Completed in 2001, Gehry’s stainless steel facade looks like a theatrical mask was created for the Performing Arts at the Bard College in New York. Even though he was criticized for not backing sustainability, he incorporated geothermal energy systems and many other green concepts into the building which has made the structure almost completely free of fossil fuels.
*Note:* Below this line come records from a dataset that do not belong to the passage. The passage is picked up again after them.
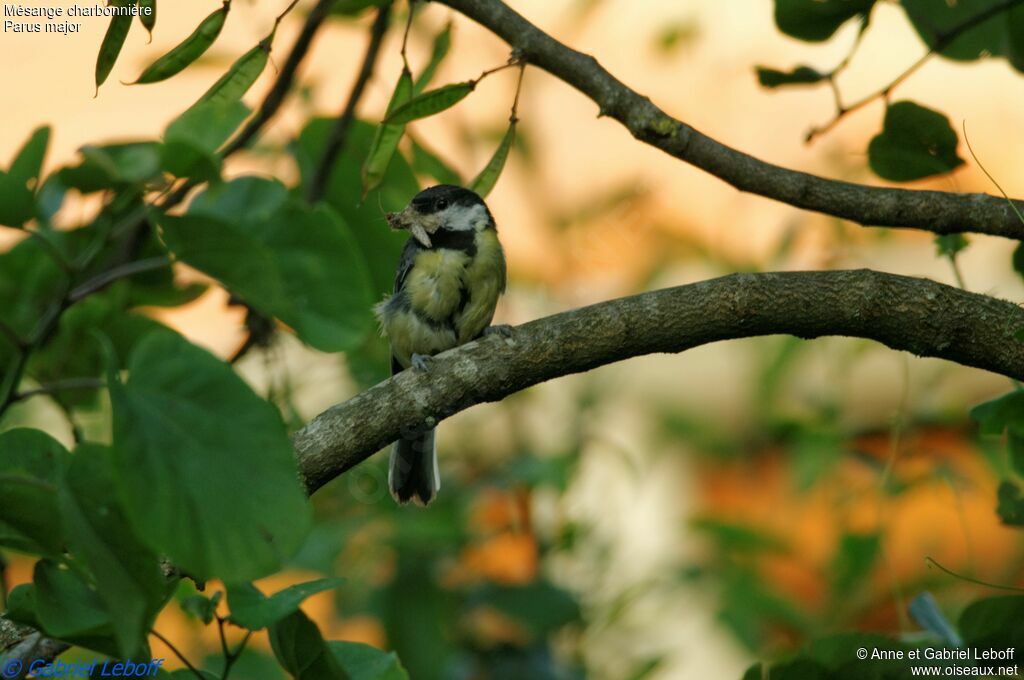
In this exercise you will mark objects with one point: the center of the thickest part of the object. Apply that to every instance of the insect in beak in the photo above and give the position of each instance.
(410, 219)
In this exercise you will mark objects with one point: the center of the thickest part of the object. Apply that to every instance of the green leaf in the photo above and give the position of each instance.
(353, 7)
(28, 164)
(113, 166)
(1015, 444)
(31, 463)
(429, 164)
(233, 84)
(542, 606)
(798, 76)
(816, 20)
(994, 623)
(18, 184)
(442, 43)
(114, 40)
(300, 648)
(129, 582)
(299, 265)
(251, 609)
(925, 609)
(1010, 506)
(380, 245)
(205, 467)
(363, 662)
(914, 142)
(1018, 259)
(201, 606)
(948, 245)
(387, 136)
(66, 605)
(148, 20)
(998, 414)
(187, 50)
(488, 176)
(998, 36)
(853, 562)
(430, 102)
The Walt Disney Concert Hall

The Walt Disney Concert Hall

In 1988, Gehry’s the Walt Disney Concert Hall was on a waiting list to build a new home for the Los Angeles Philharmonic. It was finally opened in 2003 and everyone from critics to the public believed the building was well worth the wait. Because of Gehry’s love for sailing, the building’s exterior has expanses of stainless steel that billow over Grand Avenue and the interior is home to panels shaped of Douglas fir that line the auditorium.
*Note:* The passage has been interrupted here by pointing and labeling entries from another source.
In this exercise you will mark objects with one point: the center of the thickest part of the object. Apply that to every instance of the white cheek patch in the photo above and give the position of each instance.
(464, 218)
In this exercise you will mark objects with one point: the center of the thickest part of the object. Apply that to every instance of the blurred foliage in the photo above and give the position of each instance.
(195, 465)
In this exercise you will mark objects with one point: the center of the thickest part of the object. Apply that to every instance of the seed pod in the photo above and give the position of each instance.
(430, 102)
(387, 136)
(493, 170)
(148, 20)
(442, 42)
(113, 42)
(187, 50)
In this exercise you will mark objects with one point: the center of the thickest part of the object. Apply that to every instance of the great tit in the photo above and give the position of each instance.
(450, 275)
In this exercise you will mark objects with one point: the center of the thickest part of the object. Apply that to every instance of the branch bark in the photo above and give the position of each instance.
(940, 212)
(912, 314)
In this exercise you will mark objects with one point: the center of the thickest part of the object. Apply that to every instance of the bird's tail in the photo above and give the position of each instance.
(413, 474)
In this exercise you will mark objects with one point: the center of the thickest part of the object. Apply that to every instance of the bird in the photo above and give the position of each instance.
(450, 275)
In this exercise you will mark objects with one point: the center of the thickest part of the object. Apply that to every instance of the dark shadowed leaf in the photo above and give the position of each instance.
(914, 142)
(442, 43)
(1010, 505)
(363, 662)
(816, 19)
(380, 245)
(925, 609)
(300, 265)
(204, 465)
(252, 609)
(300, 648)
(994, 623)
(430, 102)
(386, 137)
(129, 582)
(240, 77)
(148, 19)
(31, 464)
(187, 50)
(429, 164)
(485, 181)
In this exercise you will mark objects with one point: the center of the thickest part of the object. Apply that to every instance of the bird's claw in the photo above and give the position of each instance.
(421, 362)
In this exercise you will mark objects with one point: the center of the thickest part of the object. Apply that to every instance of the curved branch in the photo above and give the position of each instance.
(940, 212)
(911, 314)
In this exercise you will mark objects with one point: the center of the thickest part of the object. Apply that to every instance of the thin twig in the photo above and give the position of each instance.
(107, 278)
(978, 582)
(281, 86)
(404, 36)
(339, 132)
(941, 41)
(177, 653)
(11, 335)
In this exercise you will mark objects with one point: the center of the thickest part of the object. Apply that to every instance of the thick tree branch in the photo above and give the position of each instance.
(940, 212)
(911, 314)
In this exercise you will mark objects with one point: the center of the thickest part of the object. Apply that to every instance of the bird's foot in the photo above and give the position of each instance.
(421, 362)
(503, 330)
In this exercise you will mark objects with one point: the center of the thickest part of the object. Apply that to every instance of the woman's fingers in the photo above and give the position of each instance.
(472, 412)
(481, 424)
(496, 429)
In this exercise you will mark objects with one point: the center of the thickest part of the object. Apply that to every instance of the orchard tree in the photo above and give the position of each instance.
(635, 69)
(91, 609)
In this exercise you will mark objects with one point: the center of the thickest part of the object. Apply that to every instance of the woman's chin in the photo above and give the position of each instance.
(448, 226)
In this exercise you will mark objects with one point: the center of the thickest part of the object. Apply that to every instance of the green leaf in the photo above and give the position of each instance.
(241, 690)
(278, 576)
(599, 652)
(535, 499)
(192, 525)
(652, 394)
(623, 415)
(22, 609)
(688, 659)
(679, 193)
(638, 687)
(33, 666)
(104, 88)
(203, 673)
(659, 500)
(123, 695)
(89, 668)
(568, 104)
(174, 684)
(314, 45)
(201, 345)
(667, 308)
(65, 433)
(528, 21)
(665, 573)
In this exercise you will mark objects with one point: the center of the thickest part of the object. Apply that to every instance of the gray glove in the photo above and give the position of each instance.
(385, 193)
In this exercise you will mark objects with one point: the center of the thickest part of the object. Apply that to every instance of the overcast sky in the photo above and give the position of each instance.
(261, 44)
The Guggenheim Museum In Bilbao, Spain

The Guggenheim Museum In Bilbao, Spain

Upon opening its doors in 1997, the Guggenheim Museum put Bilbao, Spain on the map and, to date, is one of the most visited sites around the world. The exhibition space is a massive elevation of glass, stone, and titanium that was structured to follow the contours of the Nervión River. Although the construction of this building went unnoticed by just about everyone, when the doors opened it was praised the “signal moment in the architectural culture”, This masterpiece secured Gehry’s place in architectural history.

Frank Gehry Davis Studio

The Davis Studio In Malibu, CA

Six years after starting his architecture firm, Frank Gehry had completed a very important project building the Davis Studio which was also Ron Davis’s home. Although this was not his first project, the design gave him incredible prestige with its slanted roof which made the house seem to rotate or twist. Presently, the home is owned by actor Patrick Dempsey and his family.
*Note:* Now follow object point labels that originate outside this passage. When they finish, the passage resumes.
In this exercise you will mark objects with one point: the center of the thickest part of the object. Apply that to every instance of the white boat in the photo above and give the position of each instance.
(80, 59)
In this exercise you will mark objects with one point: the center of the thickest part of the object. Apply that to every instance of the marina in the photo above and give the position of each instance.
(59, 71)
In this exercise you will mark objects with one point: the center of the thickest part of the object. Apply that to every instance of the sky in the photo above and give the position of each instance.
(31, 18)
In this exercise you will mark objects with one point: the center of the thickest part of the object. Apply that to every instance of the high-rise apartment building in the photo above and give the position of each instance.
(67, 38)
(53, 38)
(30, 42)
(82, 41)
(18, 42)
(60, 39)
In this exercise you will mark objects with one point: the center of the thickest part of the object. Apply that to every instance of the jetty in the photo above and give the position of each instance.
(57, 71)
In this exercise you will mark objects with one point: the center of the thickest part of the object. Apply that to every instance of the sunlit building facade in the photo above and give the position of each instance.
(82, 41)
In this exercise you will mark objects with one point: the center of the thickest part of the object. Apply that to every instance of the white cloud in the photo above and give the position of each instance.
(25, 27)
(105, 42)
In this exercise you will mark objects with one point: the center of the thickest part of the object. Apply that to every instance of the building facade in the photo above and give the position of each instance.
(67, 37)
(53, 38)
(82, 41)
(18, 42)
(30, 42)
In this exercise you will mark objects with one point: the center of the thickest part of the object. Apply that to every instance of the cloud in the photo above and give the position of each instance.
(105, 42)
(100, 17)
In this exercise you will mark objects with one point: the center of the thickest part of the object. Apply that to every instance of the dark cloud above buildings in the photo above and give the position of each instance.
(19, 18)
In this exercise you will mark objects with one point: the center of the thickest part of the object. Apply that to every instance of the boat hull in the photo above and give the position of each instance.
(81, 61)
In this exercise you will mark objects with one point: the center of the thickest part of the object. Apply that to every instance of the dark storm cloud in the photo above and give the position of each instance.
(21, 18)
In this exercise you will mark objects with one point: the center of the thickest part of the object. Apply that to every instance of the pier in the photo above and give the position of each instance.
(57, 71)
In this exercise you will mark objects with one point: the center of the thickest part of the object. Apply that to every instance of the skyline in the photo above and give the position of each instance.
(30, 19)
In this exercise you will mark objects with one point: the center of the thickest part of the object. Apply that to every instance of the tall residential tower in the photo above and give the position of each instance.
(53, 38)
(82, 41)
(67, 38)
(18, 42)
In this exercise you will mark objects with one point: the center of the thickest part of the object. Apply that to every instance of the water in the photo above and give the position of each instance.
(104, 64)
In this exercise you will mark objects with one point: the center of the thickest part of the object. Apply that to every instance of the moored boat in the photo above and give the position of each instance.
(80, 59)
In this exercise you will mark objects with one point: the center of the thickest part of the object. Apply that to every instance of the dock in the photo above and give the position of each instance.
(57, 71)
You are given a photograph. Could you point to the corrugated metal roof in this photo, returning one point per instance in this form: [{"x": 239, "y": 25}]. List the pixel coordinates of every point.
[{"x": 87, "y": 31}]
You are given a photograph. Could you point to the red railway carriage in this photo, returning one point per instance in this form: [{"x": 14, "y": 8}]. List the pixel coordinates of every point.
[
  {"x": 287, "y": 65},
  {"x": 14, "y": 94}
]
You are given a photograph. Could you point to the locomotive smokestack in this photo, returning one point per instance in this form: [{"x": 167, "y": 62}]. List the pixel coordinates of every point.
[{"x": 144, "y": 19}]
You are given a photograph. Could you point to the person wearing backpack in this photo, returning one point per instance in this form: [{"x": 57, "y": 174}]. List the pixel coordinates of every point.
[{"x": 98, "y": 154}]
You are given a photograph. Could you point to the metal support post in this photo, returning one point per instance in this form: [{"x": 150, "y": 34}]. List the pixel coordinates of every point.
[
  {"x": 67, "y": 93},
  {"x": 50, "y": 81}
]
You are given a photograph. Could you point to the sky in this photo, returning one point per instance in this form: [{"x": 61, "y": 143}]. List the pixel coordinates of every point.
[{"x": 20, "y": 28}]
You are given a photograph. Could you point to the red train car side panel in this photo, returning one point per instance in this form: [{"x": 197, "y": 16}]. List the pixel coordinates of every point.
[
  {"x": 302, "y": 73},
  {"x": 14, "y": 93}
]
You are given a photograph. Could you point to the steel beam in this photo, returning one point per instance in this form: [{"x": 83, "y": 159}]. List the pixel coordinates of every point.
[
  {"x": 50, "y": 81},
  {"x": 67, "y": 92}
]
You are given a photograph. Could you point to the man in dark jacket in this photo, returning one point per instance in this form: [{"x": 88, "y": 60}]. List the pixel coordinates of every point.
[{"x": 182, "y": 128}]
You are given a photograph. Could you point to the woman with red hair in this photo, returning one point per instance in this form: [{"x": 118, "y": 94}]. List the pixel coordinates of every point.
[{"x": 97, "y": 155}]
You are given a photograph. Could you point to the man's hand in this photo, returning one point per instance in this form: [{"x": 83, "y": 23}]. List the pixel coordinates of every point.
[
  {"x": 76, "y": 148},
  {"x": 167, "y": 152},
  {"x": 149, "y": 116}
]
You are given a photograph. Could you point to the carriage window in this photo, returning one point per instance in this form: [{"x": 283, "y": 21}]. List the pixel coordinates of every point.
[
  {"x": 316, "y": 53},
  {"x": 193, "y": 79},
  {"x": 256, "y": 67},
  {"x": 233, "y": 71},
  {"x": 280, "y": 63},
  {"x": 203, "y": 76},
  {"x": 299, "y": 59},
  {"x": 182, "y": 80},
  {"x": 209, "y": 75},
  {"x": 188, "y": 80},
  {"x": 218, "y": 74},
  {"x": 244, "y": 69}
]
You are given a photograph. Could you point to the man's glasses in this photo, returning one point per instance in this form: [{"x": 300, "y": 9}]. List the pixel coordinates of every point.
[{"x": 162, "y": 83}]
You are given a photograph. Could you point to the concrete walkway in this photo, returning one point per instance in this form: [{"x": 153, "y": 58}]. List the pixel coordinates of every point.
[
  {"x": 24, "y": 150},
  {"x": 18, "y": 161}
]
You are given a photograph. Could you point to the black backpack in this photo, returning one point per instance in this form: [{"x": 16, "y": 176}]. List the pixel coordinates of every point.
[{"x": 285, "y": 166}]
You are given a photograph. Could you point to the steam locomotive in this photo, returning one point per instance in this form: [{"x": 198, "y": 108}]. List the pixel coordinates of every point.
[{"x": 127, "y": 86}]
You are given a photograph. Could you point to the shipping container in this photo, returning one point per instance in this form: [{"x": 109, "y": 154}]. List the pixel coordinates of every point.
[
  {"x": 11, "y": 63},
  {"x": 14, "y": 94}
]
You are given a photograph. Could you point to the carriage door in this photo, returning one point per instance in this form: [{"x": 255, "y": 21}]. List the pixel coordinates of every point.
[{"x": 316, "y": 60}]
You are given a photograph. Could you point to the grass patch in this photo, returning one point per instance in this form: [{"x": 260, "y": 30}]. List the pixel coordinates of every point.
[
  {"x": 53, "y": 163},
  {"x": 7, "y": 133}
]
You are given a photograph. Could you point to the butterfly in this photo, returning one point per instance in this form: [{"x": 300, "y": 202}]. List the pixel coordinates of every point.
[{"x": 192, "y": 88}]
 Neuer Zollhof Complex In Dusseldorf, Germany

The Neuer Zollhof Complex In Dusseldorf, Germany

The Neuer Zollhof Complex is made up of 3 office buildings created by Frank Gehry that turned the waterfront into an amazing harbor that is now called the Media Harbour. These buildings became so popular, that this enticed many other commissions for other architects including Fumihiko Maki and Murphy. The 3 building,s making up Neuer Zollhof, were so popular they have landed a place in history as a spot on the board of the German Edition of Monopoly!

The Chiat/Day Complex In Venice, CA

The Chiat/Day Complex In Venice, CA

In 1991, Gehry built the Chiat/Day Complex for an advertising agency for their West Coast Branch. Due to its interesting shape, it is popularly known as the Binocular Building. The building sits on top 3 levels of underground parking garages that can hold up to 300 cars Entry to the parking areas is through the centrally located binoculars. The binoculars also have space for private conferences and research which all connect to the main conference room. There are also 2 rooms that following the shapes of the binoculars and the ceilings are covered with Gehry’s signature snake shape. These rooms were originally designed to serve as retreats. This complex was created in collaboration with Claes Oldenburg and Coosje van Bruggen. The building was designed like a ship’s prow and there are 3 tree trunks that flank a sculpture. The main entrance to the building has three elements that complement the surrounding neighboring areas. This complex has become home to 500 Google employees since 2011.